Bottle rockets and more
Over at Robert Fulton Elementary School, the gym was overflowing with over 200 science projects and students excitedly conducting experiments.
“A lot of people have depression and low self-esteem, lack of confidence,” explained seventh grader Sarah Bacha about her project. “And so I made a computer application, a program, like a game, and without the player knowing, it cures depression.”
Bacha’s program, called IDEA (Impressive Depression Execution Application), offers two boxes on a computer screen and asks users to select which one is correct. No matter which one is chosen, the user wins.
“These subjects, they played it and they noticed they kept winning,” she said. “They don’t know that I made it so they win.
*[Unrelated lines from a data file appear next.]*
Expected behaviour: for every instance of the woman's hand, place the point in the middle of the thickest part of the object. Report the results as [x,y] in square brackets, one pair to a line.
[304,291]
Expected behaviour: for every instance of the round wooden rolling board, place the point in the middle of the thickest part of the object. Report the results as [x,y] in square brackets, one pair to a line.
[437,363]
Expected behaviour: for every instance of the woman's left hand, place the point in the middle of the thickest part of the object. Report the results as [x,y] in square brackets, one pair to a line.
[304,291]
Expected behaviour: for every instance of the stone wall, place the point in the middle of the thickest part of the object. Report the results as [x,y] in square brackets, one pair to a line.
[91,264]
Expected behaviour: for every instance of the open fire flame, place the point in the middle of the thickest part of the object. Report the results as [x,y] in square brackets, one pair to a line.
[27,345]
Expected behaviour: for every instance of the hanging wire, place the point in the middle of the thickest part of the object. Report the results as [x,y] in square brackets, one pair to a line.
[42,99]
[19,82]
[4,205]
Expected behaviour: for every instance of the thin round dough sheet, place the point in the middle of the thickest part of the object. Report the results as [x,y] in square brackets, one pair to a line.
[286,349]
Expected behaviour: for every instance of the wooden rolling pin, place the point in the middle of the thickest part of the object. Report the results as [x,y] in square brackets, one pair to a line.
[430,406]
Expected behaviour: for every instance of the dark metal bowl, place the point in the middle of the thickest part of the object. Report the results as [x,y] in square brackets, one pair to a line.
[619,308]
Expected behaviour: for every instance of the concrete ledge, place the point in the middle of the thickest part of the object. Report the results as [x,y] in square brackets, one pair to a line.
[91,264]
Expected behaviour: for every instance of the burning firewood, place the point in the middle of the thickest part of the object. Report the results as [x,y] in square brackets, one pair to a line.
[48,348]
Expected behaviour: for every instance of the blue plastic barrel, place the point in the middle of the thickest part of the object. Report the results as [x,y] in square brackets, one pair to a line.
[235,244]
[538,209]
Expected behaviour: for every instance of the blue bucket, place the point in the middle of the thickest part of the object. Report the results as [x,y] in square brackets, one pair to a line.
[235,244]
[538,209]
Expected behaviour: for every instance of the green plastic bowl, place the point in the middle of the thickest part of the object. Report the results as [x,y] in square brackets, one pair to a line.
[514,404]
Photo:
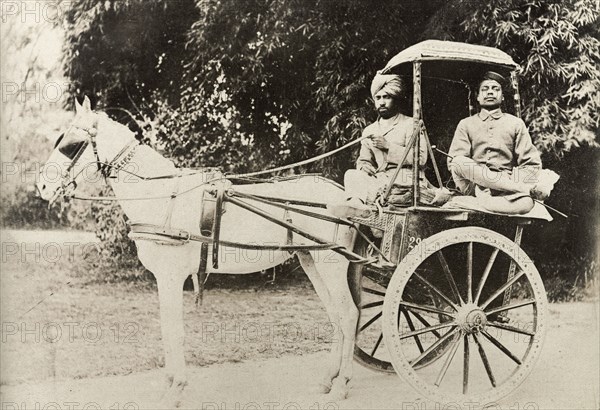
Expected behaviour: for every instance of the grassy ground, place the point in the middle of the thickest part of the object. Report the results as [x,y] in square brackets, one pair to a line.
[60,321]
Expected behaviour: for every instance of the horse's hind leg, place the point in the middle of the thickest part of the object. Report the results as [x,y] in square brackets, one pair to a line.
[335,269]
[170,294]
[333,367]
[330,281]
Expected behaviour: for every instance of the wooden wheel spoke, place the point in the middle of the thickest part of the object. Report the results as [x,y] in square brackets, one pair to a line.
[370,322]
[500,346]
[485,361]
[466,365]
[436,290]
[470,272]
[448,361]
[377,344]
[426,330]
[373,291]
[372,304]
[502,289]
[449,276]
[511,306]
[434,346]
[425,308]
[411,326]
[486,273]
[511,328]
[426,323]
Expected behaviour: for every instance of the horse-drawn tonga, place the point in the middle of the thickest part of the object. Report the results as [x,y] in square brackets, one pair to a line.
[461,312]
[447,299]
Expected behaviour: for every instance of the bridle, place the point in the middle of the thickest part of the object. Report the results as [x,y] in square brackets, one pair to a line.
[69,184]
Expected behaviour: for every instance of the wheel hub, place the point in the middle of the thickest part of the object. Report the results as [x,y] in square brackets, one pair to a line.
[471,318]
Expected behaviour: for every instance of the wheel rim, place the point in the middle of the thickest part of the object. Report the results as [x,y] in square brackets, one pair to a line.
[489,324]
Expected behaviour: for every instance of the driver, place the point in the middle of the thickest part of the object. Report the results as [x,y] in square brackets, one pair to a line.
[382,149]
[492,155]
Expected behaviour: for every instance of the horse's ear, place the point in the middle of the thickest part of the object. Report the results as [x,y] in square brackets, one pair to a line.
[87,106]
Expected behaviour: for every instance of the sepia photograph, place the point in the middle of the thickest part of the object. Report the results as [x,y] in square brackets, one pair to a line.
[300,204]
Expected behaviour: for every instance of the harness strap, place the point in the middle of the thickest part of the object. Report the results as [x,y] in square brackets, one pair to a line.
[185,236]
[217,226]
[171,205]
[201,275]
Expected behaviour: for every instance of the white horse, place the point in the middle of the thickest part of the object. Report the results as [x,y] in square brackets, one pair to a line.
[175,204]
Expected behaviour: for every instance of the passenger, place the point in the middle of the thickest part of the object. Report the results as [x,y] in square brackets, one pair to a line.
[492,156]
[382,150]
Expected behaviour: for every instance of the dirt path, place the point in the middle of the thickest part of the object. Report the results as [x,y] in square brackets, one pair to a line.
[566,377]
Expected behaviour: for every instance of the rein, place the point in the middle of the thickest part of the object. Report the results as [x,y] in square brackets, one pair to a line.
[107,167]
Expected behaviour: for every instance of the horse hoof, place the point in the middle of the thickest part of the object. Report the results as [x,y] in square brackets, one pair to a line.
[323,387]
[339,390]
[337,394]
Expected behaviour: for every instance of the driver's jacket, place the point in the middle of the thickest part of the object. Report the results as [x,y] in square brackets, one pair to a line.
[398,136]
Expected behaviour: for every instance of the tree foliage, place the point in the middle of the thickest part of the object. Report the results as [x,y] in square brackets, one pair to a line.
[246,85]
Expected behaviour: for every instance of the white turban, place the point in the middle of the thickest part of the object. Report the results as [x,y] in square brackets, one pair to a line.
[391,83]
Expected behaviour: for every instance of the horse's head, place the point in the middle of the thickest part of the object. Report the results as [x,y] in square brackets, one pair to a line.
[92,141]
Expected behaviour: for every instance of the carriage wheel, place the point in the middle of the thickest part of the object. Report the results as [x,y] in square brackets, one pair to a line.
[494,305]
[370,349]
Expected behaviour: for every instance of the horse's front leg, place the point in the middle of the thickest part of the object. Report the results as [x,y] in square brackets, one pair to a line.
[170,295]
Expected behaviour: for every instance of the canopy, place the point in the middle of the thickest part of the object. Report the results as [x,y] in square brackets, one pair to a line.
[450,50]
[451,60]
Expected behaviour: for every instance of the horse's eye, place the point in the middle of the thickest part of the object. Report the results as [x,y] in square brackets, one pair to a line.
[59,140]
[71,150]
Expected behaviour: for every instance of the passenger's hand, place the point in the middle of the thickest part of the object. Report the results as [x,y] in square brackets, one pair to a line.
[368,169]
[380,142]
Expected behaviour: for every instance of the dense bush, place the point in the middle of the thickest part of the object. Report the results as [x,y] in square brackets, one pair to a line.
[231,83]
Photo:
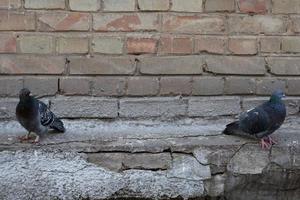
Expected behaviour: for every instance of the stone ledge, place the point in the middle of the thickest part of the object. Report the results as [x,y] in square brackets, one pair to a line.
[148,159]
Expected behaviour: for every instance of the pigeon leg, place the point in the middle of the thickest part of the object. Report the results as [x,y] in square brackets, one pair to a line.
[271,141]
[26,137]
[37,139]
[264,144]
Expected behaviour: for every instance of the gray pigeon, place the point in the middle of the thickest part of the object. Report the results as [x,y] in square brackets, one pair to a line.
[35,116]
[261,121]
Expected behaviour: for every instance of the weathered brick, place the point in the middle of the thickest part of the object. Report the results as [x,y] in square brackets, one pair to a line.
[213,106]
[101,65]
[293,86]
[119,5]
[254,6]
[8,108]
[286,6]
[75,85]
[150,5]
[42,85]
[45,4]
[193,24]
[152,107]
[141,45]
[291,44]
[10,4]
[291,103]
[175,45]
[256,24]
[36,44]
[296,24]
[175,85]
[17,21]
[187,6]
[10,86]
[31,64]
[67,45]
[268,85]
[8,43]
[85,107]
[219,5]
[125,22]
[171,65]
[284,65]
[140,86]
[108,45]
[238,85]
[242,45]
[86,5]
[210,44]
[235,65]
[207,86]
[63,21]
[108,86]
[270,44]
They all felt a lessening of depression and an increase of confidence.”
Seventh grader Susan Chen built a rocket out of a soda bottle and shot it across the gym, to the enthusiastic applause of her schoolmates. “You know those bottles with the Mentos and the Coke kind of things?” she said, referring to a common experiment causing geysers to erupt spontaneously. “I used to always do those, but those didn’t really shoot that high up, so I was thinking maybe store the air into something else and then shoot it.”
Eighth grader Matthew Ortiz attempted something similar, shooting projectiles out of a bottle using warm water and Alka Seltzer. “It’s not going to explode this time,” he assured bystanders. Discolored spots on the ceiling attested to the repeated success of his experiment.
“Last year I did one about gaming,” he said. “It’s pretty fun. We had an excuse to play Xbox.”
The science fair was coordinated by Fulton School Science Teachers Erin Quinones and Francisco Mascarehnas. Judges evaluated all the projects and assigned winners in different categories.
“They have a lot of impressive projects here,” said Principal Noreen Thelma Garcia. It was the evening of June 17 and the science fair was open to the public for one night only. “They’re bringing grandma, grandpa, everybody, the neighbors, which is the whole idea. They’re all trying to show off.”